Cumartesi sabah saatlerinde eşi tarafından bebekleri için anne sütünün hastaneye götürüldüğünü anlatan acılı anne, kendilerine bebeklerinin fenalaştığı hakkında neden bilgi verilmediğini sorgulayarak, “Cumartesi 8 buçukta yine eşim anne sütünü hastaneye götürdü. Neden bize çocuğumuzun gece yarısı fenalaştığını söylemediniz? Kendi başınıza çocuğu kontrol altına aldınız, belki benim çocuğum ölmese ben fenalaştığını da bilemeyecektim” dedi.
Bebeklerinin tedavi sürecinde hastanede maruz kaldıkları davranışlara da dikkat çeken acılı aile, süreç boyunca “eşek muamelesine” maruz kaldıklarını vurgulayarak sözlerine şu şekilde devam etti:
“Ancak iki dakikalığına çocuğu göstermeye ve başımıza hemşire dikip 'hade hade dışarıya' demeyi bildiniz. Biz sustuysak orada yatan çocuklar için sustuk her gittiğimizde eşek muamelesi görüyorduk.”

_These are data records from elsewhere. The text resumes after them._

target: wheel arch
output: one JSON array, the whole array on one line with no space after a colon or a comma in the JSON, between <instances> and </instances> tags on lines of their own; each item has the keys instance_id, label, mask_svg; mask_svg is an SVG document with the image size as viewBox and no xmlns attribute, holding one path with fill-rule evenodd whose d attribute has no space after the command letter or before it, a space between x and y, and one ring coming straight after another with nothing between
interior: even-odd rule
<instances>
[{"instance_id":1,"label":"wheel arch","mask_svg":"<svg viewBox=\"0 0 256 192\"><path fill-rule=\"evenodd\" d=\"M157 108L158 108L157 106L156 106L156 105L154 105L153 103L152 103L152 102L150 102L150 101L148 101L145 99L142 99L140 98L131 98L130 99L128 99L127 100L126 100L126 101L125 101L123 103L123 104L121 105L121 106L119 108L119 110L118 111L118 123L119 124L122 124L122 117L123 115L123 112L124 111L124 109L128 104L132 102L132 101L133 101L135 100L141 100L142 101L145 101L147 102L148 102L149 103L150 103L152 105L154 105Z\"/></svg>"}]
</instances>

Bebeğin annesi süreç boyunca kötü muameleye maruz kaldıklarını söyledi bunca zaman susma nedenlerinin yoğun bakımda yatan bebekler olduğunu belirterek “bize eşek muamelesi yapıyorlardı” ifadelerini kullandı.
"Sağlıkta ihmal olamaz"
Sağlıkta ihmal diye bir şeyin söz konusu olmayacağını vurgulayan acılı anne, çocuklarının ölümünün ardından sağlık çalışanlarının çalışma koşullarıma yönelik savunma yapmalarının kabul edilemez olduğunu belirtirken şunları söyledi:
“Canımızı kanımızı emanet ediyoruz size. Ne doktorun ne hemşirelerin böyle bir savunma yapmaya hakkı yok. Şikayetiniz varsa benim çocuğum öldükten sonra değil önce yapacaktınız. Fazla vardiyada, eksik kişi çalışıyoruz açıklamalarını neden yaşananlardan sonra yapıyorsunuz? Neden grev yapmadınız, neden işten çıkmadınız, neden mesaiyi bırakıp çıkmadınız? Benim uykusuzluğum bir çocuğun ölümüne sebep olabilir diye neden düşünmediniz? Bir bebeğin ölmesini mi beklediniz?”